Message par : Louis Varik, Lun 5 Mar 2018 - 12:59



Renaissance






Cette longue et interminable route qui mène vers le sud semblait ne jamais se terminer. Pour Louis, ça aurait pu être un véritable calvaire s'ils l'avaient empruntée durant les chaleurs estivales mais ici, avec ce froid régnant sur toute l'Europe et surtout avec la compagnie de Jo, le trajet n'était pas si inconfortable que ça. Quoique les demandes incessantes de la part de la belle brune afin de savoir s'il allait bien auraient pu entacher cette euphorie naissante.
Mais comment lui en vouloir? Elle avait vu quelques jours plus tôt le jeune garçon se vider de son sang devant elle alors qu'ils s’apprêtaient enfin à consommer la passion qui les dévorait depuis quelque temps. Même s'il avait passé le voyage à tenter de la rassurer, les questions sur son état continuaient de pleuvoir.
Lui avait la tête à autre chose, il avait été content d'arriver à destination pour éloigner l'idée de son esprit. Ce qui le dérangeait était sans doute la future réaction de Joséphine vis-à-vis de sa meilleure amie Ellana. Que cette dernière s'en prenne à Louis, ça ne lui posait pas de souci, il espérait juste ne pas voir Jo souffrir des événements passés, elle qui pouvait être si émotive...
C'était une preuve supplémentaire que la Gryffondor avait bien réussi à gagner le cœur du grand blond, lui qui n'accordait en général pas la moindre importance aux sentiments des autres était maintenant en train de s'inquiéter elle. Ça aussi ça le perturbait.
Enfin, peut-être aurait-il l'occasion de lui en parler, même s'il ne savait pas si c'était une bonne idée de ressasser les événements passés.

Ils étaient enfin arrivés à destination, Jo avait été légèrement évasive quant à leur destination, mentionnant juste une habitation secondaire de sa famille. Habitué à l'architecture nordique, adaptée aux vents violents et aux températures plus fraîches, les maisons de la région contrastaient avec ce qu'il avait l'habitude de voir et lui qui aimait les découvertes n'était pas déçu par la bâtisse de pierre qu'il découvrait.
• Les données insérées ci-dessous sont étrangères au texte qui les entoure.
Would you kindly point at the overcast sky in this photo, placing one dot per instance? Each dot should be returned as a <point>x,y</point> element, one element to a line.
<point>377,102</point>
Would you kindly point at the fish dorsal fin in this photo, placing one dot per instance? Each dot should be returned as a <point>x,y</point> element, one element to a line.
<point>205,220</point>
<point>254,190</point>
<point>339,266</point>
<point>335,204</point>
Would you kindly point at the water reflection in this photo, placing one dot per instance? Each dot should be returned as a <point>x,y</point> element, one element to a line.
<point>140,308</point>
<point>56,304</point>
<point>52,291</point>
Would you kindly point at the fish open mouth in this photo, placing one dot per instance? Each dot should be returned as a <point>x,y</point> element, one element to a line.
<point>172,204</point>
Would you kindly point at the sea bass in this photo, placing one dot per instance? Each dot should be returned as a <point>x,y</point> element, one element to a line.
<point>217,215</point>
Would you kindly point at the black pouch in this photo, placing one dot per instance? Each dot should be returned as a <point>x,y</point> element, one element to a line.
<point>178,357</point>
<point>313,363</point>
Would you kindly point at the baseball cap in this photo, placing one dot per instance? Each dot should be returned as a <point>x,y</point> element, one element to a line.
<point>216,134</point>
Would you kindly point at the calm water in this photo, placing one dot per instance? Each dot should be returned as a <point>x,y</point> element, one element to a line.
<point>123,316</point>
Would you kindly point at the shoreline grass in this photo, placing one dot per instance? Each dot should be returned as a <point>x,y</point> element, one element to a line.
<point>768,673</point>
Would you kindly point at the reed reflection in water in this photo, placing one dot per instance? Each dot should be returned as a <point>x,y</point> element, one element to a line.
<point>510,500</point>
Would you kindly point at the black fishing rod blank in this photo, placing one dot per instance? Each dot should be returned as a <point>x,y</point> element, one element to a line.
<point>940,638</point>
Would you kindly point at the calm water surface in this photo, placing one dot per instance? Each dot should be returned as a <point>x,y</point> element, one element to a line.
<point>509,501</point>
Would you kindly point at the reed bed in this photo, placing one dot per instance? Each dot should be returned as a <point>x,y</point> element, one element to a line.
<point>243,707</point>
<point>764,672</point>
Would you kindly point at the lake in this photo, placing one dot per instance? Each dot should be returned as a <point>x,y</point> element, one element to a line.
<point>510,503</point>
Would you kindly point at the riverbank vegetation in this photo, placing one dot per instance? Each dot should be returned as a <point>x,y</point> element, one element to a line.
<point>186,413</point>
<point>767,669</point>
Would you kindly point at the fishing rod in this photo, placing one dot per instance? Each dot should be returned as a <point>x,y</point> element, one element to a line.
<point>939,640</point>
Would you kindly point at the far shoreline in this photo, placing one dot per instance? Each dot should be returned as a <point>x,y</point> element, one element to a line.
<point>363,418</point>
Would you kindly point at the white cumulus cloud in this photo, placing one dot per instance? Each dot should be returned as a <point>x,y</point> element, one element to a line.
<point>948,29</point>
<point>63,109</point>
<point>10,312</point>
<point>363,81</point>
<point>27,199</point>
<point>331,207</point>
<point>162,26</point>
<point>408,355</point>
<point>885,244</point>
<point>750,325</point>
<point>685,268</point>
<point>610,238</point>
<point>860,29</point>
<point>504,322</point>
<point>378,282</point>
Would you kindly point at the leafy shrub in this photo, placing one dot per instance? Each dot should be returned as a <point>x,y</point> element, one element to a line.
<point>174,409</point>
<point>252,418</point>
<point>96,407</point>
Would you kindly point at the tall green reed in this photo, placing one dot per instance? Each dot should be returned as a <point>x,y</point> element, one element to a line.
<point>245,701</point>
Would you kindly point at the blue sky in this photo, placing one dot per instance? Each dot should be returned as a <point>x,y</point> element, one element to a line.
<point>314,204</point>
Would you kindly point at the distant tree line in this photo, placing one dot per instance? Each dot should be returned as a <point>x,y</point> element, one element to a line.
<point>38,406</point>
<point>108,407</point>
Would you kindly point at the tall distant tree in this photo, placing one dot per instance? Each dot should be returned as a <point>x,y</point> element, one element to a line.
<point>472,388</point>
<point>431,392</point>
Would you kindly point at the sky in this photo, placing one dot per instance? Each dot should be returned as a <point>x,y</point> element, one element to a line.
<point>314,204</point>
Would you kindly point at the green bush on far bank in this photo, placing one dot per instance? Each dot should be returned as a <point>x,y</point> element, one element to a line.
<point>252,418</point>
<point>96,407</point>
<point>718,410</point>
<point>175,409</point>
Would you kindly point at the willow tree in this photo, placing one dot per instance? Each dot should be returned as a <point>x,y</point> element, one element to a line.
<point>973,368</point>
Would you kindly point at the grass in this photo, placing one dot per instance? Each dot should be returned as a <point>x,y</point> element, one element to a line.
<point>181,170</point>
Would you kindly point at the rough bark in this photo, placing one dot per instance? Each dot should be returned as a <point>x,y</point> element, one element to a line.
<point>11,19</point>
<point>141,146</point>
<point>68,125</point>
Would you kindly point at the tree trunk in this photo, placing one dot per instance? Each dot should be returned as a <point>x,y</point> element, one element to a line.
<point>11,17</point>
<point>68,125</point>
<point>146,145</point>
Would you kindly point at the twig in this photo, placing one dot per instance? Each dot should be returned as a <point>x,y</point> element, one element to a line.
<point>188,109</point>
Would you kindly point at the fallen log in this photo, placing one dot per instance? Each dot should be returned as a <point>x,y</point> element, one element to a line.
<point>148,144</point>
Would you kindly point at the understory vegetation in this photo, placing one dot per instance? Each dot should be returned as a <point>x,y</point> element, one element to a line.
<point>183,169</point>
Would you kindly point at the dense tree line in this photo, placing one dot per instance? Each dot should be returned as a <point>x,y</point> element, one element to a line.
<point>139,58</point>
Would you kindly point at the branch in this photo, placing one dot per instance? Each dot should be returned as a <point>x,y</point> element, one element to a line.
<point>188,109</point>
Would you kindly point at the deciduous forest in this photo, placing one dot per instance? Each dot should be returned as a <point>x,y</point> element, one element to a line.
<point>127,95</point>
L'intérieur était du même acabit, simplement décoré avec un feu brûlant dans l'âtre de la cheminée réchauffant les grandes pièces. A peine s'étaient-ils engouffrés dans la maison que Louis s'était vu intimer l'ordre d'aller s'asseoir dans le canapé pendant qu'elle se chargeait d'aller déposer leurs affaires. Il s’exécuta sans se faire prier, même s'il adorait le faire pour l'ennuyer, quand elle avait une idée à la tête, il valait mieux ne pas la contredire. Il avait pu apercevoir un petit lac gelé en contrebas de la propriété qui le renvoyait au souvenir des baignades glaciales de coutume dans les pays scandinaves. Peut-être pourrait-il initier Joséphine à cette pratique. Le temps d'observer son nouvel environnement qu'elle reparut avec deux chocolats chauds à la main qu'elle s'empressa de déposer sur la table basse devant eux pour venir se blottir dans les bras du jeune homme.
Une légère grimace furtive, elle venait de s'appuyer sur l'endroit ou était planté une dague quelques jours auparavant. Il fit de son mieux pour cacher la douleur, mais la sensation de plaisir au contact de la jeune fille lui fit oublier sa plaie brûlante.

- Est ce que ça va ?

Faisant abstraction de la dérangeante sensation dans son flanc, Louis déposa sur son front un doux baiser réconfortant, il profita de cette promiscuité pour s'imprégner de son odeur et apprécier son contact.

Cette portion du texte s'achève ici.